# When can I start training my ringneck dove?



## Siowow (Aug 26, 2016)

Hello Everyone! I'm new to this forum. I'm so happy it exists!

Three weeks ago I got a baby ringneck dove from a lady with an over-crowded coop. We named our baby Deedo! Deedo was about 2 weeks old when it first came - it's probably a month old at this point? We were hoping to train the bird to come to us when called, and also to poop on specific surfaces if possible. I'm not sure at what age we could start the training? I've been trying to hold my hand in front of it while saying its name, and reward it when it steps onto my hand, but it doesn't seem to be able to make the association yet.

Any tips and advice on training will be greatly appreciated! 

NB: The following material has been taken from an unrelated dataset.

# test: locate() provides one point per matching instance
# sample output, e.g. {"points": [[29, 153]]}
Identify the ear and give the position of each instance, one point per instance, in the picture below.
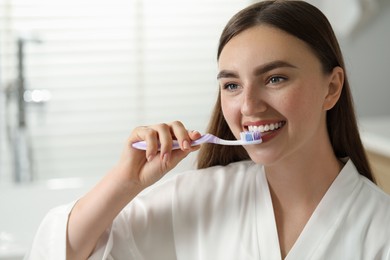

P.S. I've attached a photo when Deedo first came, and a photo of it now.


----------



## cwebster (Dec 11, 2010)

Wow, Deedo looks so much better now! What a cutie! You did a great job.


----------



## Jay3 (May 4, 2008)

The more you spend time around him, the more he will be used to and comfortable with you. Treats will help him to want to get on your hand. With a bird, it is more when they want to do something, rather then when we want them to. You have to get them to want to. This comes with trust which takes time. As far as pooping where you want, probably not going to happen. Good luck with that one.


----------